Every head turned. Most of the people in the room knew, at least in outline, the plan...the grand plan for the next few weeks. But not all, and one who did not was Blanche.
“Go with Gabriel?” she said aloud.
Morgon nodded. “I will go with Ser Gabriel,” he said. “As long as I get some sleep first.”
“Best go to bed now then, laddie,” Bad Tom said. “Are ye the emperor now, boyo?”
Master Julius, notary and sometime advocate of Harndon, looked up from the gigantic tome of bound parchment he had brought in. “In my opinion,” he said, a little portentously. Lord Gregario paused, in mid-description of an item of horse tack he wanted ordered; Amicia paused and looked up from where her golden skin illuminated Blanche’s. Adrian Goldsmith, journeyman goldsmith and artist, sketched furiously, trying to capture that moment, and his charcoal was the only sound.
Master Julius was almost never the center of attention, and he swallowed. “Well. The precedents are...yes. But really. As far back as...never mind. There has been acclamation. Unless there’s a counterclaim, you have been emperor since Gilson’s Hole. Your...Grace.” Pause. “Er, Eminence. Holiness? Majesty?” Master Julius subsided, looking annoyed with himself.
People laughed. It was a matter of relief—the plague, the war. The laughter went on too long and was too shrill, but it was laughter nonetheless.
Gabriel laughed with the rest, but when the laughter
quieted, he looked at Master Smythe. “There’s another thing,” he said. “I assume that the fact that the Umroth ivory works as a specific against the cough means that Ash is in league with the Necromancer.”
Master Smythe sighed. “I have to admit that is the most likely scenario,” he said. “That means...a variety of things. Please tell me in detail of your encounter with the power of the black in Harndon,” he said to the queen.
But it was Becca Almspend who told the story. When she was done, occasionally interrupted by the queen, Master Smythe steepled his fingers. “I see,” he said, as if the words hurt him.
“Don’t we think there is a gate in Harndon?” Gabriel asked.
Smythe shrugged. “Perhaps. There are, in fact, too many damned gates.”
Gabriel produced another sheet of parchment. This one was a work of art, with the whole background a beautiful dark blue, and foreground figures in zodiacal signs and with tiny gilded stars; the night sky, in fact, although divided into seven portions.

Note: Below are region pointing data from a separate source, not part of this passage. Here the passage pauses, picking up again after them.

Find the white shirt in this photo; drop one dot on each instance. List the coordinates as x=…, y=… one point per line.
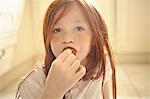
x=32, y=84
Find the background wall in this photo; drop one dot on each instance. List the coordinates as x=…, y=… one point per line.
x=128, y=22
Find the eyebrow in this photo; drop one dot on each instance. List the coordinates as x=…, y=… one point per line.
x=78, y=21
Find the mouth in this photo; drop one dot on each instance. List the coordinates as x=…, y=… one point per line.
x=72, y=49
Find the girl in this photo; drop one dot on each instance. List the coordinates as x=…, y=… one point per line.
x=78, y=62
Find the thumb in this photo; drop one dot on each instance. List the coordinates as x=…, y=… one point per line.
x=81, y=72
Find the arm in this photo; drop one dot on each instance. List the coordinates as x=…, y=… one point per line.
x=107, y=87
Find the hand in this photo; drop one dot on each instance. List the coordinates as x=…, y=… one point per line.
x=64, y=73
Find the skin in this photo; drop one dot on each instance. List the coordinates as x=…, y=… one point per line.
x=67, y=67
x=74, y=33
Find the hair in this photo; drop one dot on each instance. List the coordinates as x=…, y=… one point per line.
x=97, y=55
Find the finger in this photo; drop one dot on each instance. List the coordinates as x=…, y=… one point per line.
x=64, y=55
x=70, y=59
x=80, y=73
x=75, y=66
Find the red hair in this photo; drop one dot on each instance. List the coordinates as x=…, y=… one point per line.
x=100, y=42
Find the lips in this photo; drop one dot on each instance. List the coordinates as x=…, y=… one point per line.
x=72, y=49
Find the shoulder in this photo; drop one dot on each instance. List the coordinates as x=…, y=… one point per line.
x=32, y=83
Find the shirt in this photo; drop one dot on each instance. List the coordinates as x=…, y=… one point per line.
x=32, y=84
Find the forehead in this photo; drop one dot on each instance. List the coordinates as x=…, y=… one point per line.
x=73, y=12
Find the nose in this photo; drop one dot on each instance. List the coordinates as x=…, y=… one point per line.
x=68, y=38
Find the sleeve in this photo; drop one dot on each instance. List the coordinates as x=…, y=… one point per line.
x=31, y=86
x=108, y=69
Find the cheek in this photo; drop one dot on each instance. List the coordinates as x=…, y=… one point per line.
x=86, y=44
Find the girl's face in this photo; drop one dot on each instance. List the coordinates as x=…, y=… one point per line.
x=72, y=30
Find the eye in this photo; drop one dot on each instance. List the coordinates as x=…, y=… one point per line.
x=79, y=29
x=56, y=30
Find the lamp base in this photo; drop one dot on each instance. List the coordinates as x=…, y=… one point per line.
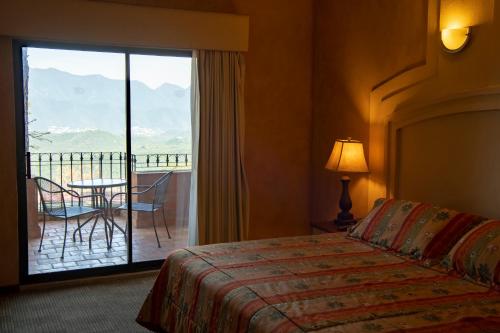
x=345, y=218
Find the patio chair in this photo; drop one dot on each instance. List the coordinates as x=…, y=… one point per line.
x=158, y=201
x=53, y=197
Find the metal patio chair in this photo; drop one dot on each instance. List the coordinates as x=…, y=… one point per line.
x=53, y=197
x=159, y=189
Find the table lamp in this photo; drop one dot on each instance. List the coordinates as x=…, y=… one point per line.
x=347, y=157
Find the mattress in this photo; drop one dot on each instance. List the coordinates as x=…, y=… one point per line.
x=320, y=283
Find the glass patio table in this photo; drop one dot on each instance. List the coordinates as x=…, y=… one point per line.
x=99, y=186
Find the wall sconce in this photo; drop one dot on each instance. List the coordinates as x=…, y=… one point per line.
x=455, y=39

He held it up for all to see. “This is the decoration of the ceiling of the gate chamber at Lissen Carak,” he said.
Master Smythe half rose to his feet.
Gabriel went on. “It shows seven sets of constellations. My first theory was that it showed a single sky. My second theory was that it showed the sky from seven places.”
Master Smythe put his good right hand on the Red Knight’s shoulder. “This is not...”
Gabriel shook off his hand. “I thought these were seven night skies,” he said. “But now I think that I understand the machine they’ve made of our sphere better. These are seven situations and each corresponds to an opening of the gates. And when the gates open, they go to that place. The place with the correspondence. Exactly like using a memory palace to build the codes for a hermetical working except on a larger scale.”
Master Smythe sat down. He was shaken—his face registered a dozen emotions, some utterly wrong, as he sought for an expression suitable for his state.
There were people present who had no idea what the Red Knight had just said, but they were few. Most of the people present, regardless of race, had been present for the council at Albinkirk, or had heard what was discussed.